Trump Walks Back Promise To Move Israeli Embassy To Jerusalem

It has obviously been out there for many, many years, and nobody has wanted to make that decision. Trump described their relationship as more than positive. It may also clarify Mr Trump's sometimes contradictory and confused approach to the Middle East, with the two leaders expected to discuss regional security and the threat from Iran.

"Now the hope will be that Prime Minister Netanyahu and the Trump administration will restore these pillars and they may have disagreements but they'll be kept behind closed doors", Oren said.

"President Trump and I see eye-to-eye on the emanating threats in the region, and also the opportunities, and we will talk about both and also upgrading the relationship between Israel and the U.S.", he said. "For Trump to hold the traditional American view that Israel ought to exhibit restraint is useful to him".

To make clear to the Palestinians that such steps are the only route to any U.S. Administration support, the president should announce his intention to veer from past precedent and refuse to sign a national security waiver in June that will further delay the relocation of America's embassy from Tel Aviv to Jerusalem.

The organization has stated its opposition to Israeli occupation of the West Bank and to American Jewish support of West Bank settlements. "But no, I am not somebody that believes that going forward with these settlements is a good thing for peace".

Some detect the influence of Arab diplomacy.

During the campaign Trump unequivocally stated that he would move the US embassy in Tel Aviv to Jerusalem, Israel's capital. These included recognizing the "realities" that, should there be a peace deal, Israel would not return to pre-1967 borders. Ben-Ami said. "Or is it an administration that is in line with the traditional bi-partisan desire to resolve this conflict [through the creation] of a Palestinian state?" "That was going to be their first move". Now with a rapid warming of the Israeli-US relationship clearly under way, Netanyahu faces new pressure from his political allies on the Israeli right.

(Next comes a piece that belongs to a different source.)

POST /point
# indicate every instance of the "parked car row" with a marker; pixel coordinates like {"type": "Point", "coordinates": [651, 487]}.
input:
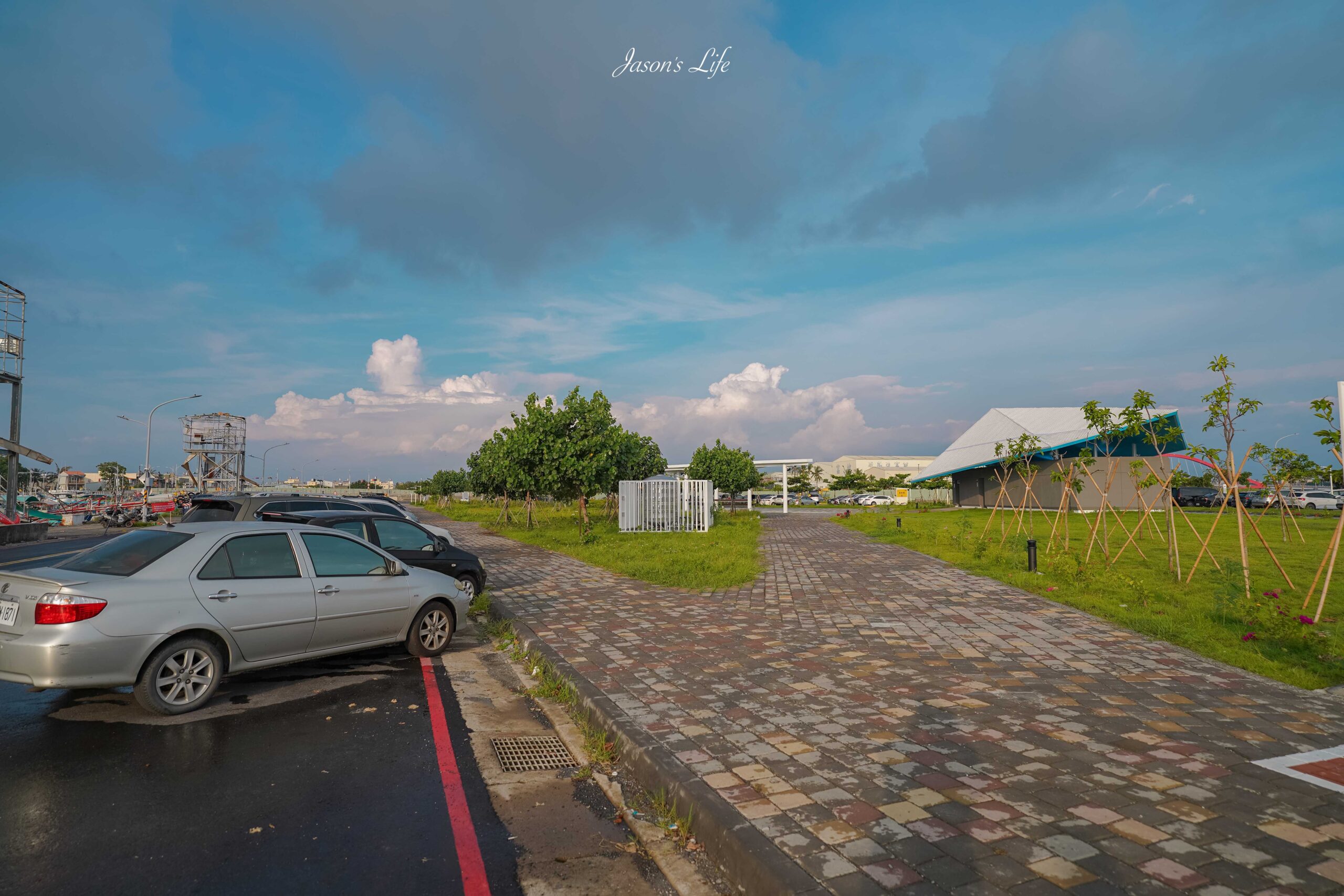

"Also Gulf states - especially Saudi Arabia - have the same perspective". But we are looking at that, and we are looking at some other options we'll see. Thrall says, "neither pursuing the policies urged by the right or a making a grand deal for a two-state solution".

An earlier White House statement said that while settlements were not an impediment to peace, building new settlements or expansion of existing settlements "may not be helpful in achieving that goal".

"Netanyahu is basically someone who is extremely risk-averse and wants to preserve stability at all costs", says Nathan Thrall, a Jerusalem-based senior analyst with the International Crisis Group. "And he is very happy with the status quo".

Complicating the issue is Netanyahu's own position.

In addition, he said, he will attempt to convince Trump to use his pull with Putin to have Russian Federation convince Hezbollah and Iran to back off from Iran's borders. He has made Israel great, militarily, technologically and economically.

And then there is Mr Kushner, whose real estate developer father Charles was friendly with Mr Netanyahu before he became prime minister.

Trump's campaign promise of moving the US Embassy to Jerusalem has also drawn a tepid response from Netanyahu.

Calling the upcoming visit to the White House "the test of Netanyahu's life", Bennett warned the 67-year-old prime minister that there were two words he could not utter at the meeting: "Palestinian state".

According to Tel Aviv University Social Sciences Professor Ephraim Yaar, Netanyahu's own calculations about Wednesday's meeting may have been impacted by uncertainty about Trump, his rivalry with Bennett and caution over how the worldwide community would react to any radical changes to the status quo, like annexing the West Bank.

To achieve that goal, Morgan said, Trump "will be advisednot to make any overly strong statements or concessions to Netanyahu", while "Netanyahu can not push Trump too hard for the very simple reason that Trump does not respond well to that on a personal level".